Eppure, da quell’estate del 2010 qualcosa cambiò per sempre: di lì a poco, l’Italia sarebbe uscita ai gironi, come pure ai mondiali del 2014, arrivando perfino a non qualificarsi per i mondiali in Russia del 2018; nei successivi 10 anni nessuna italiana, Juve a parte, sarebbe arrivata in fondo in Champions League, e il calcio italiano, in generale, avrebbe subito un crollo verticale, nell’economia e nelle idee.

Provando ad analizzare i perché, è ormai chiaro che in Italia si guarda solo al risultato. Per questo motivo le squadre, purtroppo, preferiscono troppo spesso puntare su calciatori affermati, con un salario molto alto, piuttosto che su giovani che potrebbero dare lo stesso apporto alla squadra. Infatti se il campione stecca rimane comunque un campione, ma se a sbagliare è il giovane allora l’errore è stato della società che ha sbagliato a dargli fiducia. In questo modo per i giovani è difficile emergere in Italia, mentre in Europa e nel Mondo continuano a emergere talenti, come Mbappé e Haaland, che sì, sono dei fenomeni, ma se fossero cresciuti nel nostro calcio probabilmente non avrebbero avuto la possibilità di esprimere fin da subito il loro talento. Questo timore, poi, si trasferisce anche nel gioco: palle lunghe alla ricerca del fallo in area o dell’errore avversario, possesso orizzontale e mancanza di qualità nelle rose rendono il nostro campionato tra i più difensivi e tattici, sì, ma anche tra i più cinici e meno propositivi, instillando nei suoi calciatori una mentalità rinunciataria che spesso e volentieri è la rovina delle italiane nelle competizioni europee.

Ma la cause non riguardano solo questioni tecniche. La crisi del calcio italiano è causata anche da un ulteriore grande problema. Infatti solo 5 squadre in Italia possiedono uno Stadio di proprietà, a differenza degli altri stati europei dove quasi tutti i club ce l’hanno. Gli stadi di proprietà in Italia sono: lo Juventus Stadium di Torino, il Gewiss Stadium di Bergamo, la Dacia Arena di Udine, lo Stirpe di Frosinone e il Mapei Stadium di Reggio Emilia. Per avere una stabilità economica e per poter fare un salto di qualità importante da questo punto di vista non si può non avere uno Stadio proprio. I risultati di ciò si vedono poi sul campo e anche fuori, con le società senza liquidità e indebitate fino al collo.

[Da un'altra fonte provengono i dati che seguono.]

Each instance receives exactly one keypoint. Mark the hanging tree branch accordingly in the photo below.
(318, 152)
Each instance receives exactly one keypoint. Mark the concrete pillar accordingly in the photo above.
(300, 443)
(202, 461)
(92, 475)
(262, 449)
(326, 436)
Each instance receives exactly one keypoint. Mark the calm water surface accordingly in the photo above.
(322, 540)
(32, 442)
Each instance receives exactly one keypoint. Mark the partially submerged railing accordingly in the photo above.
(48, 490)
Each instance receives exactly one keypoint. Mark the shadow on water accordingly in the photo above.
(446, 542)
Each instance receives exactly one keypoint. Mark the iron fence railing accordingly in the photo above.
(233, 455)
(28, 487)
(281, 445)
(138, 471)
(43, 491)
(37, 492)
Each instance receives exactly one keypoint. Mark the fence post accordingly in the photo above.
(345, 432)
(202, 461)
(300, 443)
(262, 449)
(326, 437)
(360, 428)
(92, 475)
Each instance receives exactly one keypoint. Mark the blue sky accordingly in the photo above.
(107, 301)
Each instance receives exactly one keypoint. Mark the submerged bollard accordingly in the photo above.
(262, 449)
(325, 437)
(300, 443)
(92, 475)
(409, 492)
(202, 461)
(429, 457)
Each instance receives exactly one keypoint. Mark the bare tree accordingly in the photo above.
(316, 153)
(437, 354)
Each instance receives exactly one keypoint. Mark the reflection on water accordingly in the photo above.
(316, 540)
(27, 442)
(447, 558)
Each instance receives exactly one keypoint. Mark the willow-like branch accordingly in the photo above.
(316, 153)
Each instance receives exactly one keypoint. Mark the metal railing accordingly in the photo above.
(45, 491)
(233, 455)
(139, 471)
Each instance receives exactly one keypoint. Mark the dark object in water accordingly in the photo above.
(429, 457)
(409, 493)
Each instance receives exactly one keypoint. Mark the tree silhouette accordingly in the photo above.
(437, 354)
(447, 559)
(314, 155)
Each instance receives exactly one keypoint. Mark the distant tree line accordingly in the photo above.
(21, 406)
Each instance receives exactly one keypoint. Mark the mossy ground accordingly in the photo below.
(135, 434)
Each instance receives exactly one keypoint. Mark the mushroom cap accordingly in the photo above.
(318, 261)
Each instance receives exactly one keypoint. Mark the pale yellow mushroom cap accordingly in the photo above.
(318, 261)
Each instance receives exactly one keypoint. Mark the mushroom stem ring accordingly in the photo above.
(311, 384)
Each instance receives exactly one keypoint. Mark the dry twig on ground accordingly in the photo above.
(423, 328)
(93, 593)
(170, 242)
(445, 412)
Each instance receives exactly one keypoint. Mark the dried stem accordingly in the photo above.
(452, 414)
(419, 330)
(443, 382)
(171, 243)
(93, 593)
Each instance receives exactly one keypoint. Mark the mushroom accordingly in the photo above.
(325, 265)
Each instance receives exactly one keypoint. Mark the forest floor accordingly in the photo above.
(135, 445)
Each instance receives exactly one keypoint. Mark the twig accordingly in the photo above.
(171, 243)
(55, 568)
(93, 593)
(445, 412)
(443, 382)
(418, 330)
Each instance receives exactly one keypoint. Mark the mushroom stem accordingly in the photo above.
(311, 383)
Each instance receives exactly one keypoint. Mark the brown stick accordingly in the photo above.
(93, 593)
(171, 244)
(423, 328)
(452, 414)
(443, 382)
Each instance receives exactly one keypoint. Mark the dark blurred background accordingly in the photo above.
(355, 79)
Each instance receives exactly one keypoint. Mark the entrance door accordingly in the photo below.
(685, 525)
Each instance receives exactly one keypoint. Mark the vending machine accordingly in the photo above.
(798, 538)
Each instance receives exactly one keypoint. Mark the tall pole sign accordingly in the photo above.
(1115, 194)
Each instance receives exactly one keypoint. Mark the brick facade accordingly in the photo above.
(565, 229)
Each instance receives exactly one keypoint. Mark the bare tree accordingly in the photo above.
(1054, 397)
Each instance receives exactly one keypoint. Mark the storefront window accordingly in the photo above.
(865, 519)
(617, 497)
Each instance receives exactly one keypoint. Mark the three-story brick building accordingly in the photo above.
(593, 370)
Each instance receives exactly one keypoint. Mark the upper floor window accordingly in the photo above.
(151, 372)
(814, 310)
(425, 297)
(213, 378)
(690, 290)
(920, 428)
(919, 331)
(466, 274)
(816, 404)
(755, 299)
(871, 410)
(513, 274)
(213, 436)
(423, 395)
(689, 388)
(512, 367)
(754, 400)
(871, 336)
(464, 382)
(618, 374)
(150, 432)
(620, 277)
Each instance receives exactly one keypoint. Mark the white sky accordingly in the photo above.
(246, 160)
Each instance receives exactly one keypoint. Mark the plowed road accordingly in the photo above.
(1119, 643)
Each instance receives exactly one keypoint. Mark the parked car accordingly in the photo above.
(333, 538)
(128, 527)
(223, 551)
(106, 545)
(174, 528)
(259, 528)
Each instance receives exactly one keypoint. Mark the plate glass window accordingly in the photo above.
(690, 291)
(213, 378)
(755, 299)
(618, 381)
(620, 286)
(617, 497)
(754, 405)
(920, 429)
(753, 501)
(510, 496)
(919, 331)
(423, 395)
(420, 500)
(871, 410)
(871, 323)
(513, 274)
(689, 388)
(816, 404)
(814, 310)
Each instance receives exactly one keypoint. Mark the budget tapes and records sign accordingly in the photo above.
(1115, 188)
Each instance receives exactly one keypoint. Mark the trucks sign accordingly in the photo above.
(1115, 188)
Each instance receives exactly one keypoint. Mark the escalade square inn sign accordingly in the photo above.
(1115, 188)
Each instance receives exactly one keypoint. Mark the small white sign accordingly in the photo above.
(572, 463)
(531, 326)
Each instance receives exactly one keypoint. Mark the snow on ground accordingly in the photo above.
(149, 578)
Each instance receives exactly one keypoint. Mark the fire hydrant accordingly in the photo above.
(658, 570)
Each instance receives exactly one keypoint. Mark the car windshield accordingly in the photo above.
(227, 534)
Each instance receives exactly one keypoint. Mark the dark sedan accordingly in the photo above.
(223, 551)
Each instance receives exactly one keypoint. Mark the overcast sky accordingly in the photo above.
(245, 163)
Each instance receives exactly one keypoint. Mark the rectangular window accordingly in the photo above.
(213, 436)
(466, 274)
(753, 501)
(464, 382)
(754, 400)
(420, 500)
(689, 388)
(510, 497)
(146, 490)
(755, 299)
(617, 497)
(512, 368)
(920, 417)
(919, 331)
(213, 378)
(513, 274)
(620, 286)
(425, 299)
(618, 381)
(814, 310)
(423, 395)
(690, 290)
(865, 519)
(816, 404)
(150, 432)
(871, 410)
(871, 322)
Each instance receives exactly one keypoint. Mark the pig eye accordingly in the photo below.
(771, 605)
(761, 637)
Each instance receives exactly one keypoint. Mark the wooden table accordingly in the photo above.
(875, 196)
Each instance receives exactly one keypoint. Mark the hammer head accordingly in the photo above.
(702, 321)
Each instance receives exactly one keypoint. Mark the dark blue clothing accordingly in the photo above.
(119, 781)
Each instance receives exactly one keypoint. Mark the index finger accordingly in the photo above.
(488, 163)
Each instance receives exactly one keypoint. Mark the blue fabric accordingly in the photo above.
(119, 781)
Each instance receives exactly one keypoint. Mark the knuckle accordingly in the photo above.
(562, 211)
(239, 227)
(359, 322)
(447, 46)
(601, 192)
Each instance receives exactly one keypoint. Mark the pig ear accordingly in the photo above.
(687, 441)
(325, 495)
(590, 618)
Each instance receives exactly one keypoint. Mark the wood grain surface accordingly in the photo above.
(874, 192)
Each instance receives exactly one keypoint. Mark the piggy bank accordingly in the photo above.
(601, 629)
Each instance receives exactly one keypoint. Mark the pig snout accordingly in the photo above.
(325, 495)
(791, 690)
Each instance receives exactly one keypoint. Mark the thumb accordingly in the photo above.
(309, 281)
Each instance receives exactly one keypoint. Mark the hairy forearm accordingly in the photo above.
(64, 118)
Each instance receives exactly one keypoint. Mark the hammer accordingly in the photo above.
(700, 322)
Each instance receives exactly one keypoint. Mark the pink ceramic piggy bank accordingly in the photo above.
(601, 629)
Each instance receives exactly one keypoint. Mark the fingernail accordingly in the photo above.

Ad aggravare la situazione è stata anche l’emergenza da Covid-19, con la chiusura degli stadi e molti altri provvedimenti restrittivi che hanno causato danni economici rilevanti. Secondo KPMG, l’aggregato del valore di mercato dei 500 calciatori più preziosi al mondo è diminuito del 9,6% tra febbraio 2020 e gennaio 2021. Nella finestra estiva di mercato, inevitabilmente, i club hanno preferito chiudere operazioni dai prezzi contenuti a causa della mancanza di fondi: le transazioni sono diminuite del 43% rispetto al 2019  (3,3 miliardi di euro contro i 5,8 del 2019). Aumentata anche la percentuale dei giocatori trasferiti a titolo gratuito (dal 26,2% al 32,3%). A causa degli incontri annullati o disputati a porte chiuse, gli incassi per le partite hanno causato le perdite più grosse per ogni club. Basta prendere quattro esempi per capire qual è la situazione in merito all’anno 2020 di alcune big del nostro calcio: Roma, -204 milioni di euro; Milan, -195 milioni di euro; Inter, -103,1 milioni di euro (dato parziale al 31/3/2020); Juventus, -89,7 milioni di euro; In pratica, quattro dei club più influenti del nostro massimo campionato sfiorano i 600 milioni di euro di passivo.

In questo scenario, fa pertanto rumore una notizia di pochi giorni fa in merito al rinnovo di uno dei centrocampisti più forti d’Europa, il belga Kevin De Brunye, che si è recato nel QG del City, dal presidente Al-Mubarak, senza il suo agente: il calciatore si è infatti avvalso di un semplice team di data analyst che hanno dimostrato la centralità delle sue prestazioni in termini di numeri e dati statistici nel progetto del club di Manchester, il quale ha esteso il suo contratto fino al 2025 senza l’intermediazione di un agente.

Una svolta rivoluzionaria, che forse non cambierà drasticamente l’economia del calcio moderno ma che sicuramente toglierà rilevanza a una componente ormai fissa negli ultimi tempi, quella dei procuratori, che in certi casi andavano a guadagnare fino al 10% del contratto dei propri assistiti, costituendo un fardello economico di non poco conto per le casse dei club.